Korean Film Council Appoints Kim Young-jin as Chairman
The Korean Film Council (KOFIC) has appointed academic and critic Kim Young-jin as its new chairman. He replaces Oh Seok-geun who reached the end of his three-year term on Jan. 7, 2021.
Kim previously worked at Film 2.0 magazine and at Cine21 as critic and senior editor. He was subsequently an executive programmer at the prestigious Jeonju International Film Festival. He is currently a professor at the Myongji University and vice-chair of KOFIC.
Because he is already under KOFIC contract, Kim’s term will run only until January 2022 instead of the normal three years. His contract is then eligible to be renewed.
Kim will be tasked with helping to revive the Korean film industry. The Korean entertainment industry had been riding high in early 2020, with K-pop, TV drama and film all achieving unprecedented international success. The year began well with “Parasite” winning Oscar acclaim, but the coronavirus epidemic did not spare Korea. Cinemas are currently operating at minimal capacity; new releases have all but halted; and the box office for 2020 tumbled by 73% in local currency terms.

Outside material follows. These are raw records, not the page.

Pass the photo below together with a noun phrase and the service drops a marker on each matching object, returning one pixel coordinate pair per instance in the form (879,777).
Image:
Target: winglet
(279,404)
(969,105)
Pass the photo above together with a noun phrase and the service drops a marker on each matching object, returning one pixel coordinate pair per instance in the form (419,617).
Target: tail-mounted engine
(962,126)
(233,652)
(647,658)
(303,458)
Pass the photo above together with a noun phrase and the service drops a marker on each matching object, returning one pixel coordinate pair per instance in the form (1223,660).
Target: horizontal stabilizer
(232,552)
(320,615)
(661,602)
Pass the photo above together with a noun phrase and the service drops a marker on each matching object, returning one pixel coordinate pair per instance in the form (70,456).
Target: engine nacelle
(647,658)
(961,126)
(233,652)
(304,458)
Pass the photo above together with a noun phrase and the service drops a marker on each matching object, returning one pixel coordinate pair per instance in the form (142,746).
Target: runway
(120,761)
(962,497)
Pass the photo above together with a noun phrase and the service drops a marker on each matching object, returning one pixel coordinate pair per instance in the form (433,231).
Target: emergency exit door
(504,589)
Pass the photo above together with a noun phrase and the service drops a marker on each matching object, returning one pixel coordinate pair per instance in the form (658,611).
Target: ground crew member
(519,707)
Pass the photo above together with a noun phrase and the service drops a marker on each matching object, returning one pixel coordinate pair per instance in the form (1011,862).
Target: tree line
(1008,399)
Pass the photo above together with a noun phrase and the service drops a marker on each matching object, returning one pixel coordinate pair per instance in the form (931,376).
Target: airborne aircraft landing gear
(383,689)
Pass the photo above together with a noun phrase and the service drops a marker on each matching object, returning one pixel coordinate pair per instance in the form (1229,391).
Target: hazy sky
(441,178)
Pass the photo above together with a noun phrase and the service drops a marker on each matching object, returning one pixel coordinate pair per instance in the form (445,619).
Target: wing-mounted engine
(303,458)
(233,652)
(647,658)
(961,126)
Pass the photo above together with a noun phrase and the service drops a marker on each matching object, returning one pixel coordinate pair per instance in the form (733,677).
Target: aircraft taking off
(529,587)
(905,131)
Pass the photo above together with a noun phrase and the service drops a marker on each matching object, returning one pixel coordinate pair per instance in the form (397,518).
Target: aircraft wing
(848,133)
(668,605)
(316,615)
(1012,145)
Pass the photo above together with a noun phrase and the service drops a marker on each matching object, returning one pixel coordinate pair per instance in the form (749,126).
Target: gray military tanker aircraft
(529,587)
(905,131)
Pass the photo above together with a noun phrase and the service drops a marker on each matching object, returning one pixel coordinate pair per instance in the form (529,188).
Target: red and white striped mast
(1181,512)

“We will seek practical support measures to overcome these difficult times … and will focus our capabilities to present a blueprint that actively responds to the rapidly reorganized film industry,” said Kim in a statement.
KOFIC was established in 1973 as a public institution under the Ministry of Culture, Sports and Tourism. Its role is “to improve the quality of Korean films and promote them and the film industry,” which in practical terms means it has regulatory, finance and promotion functions.
Filmmaker and Busan-based administrator Oh was appointed in 2018 for what was then a healing role. KOFIC had been buffeted by the political and economic scandals that led to the impeachment of former South Korean President Park Geun-hye.
Oh’s predecessor Kim Sae-hoon resigned in dubious circumstances in May 2017 after being accused of embezzling public money and of colluding with Park’s regime. Park and her associates interfered in film policy and operated a secret list of cultural industry talent who were denied public funding because of their political views.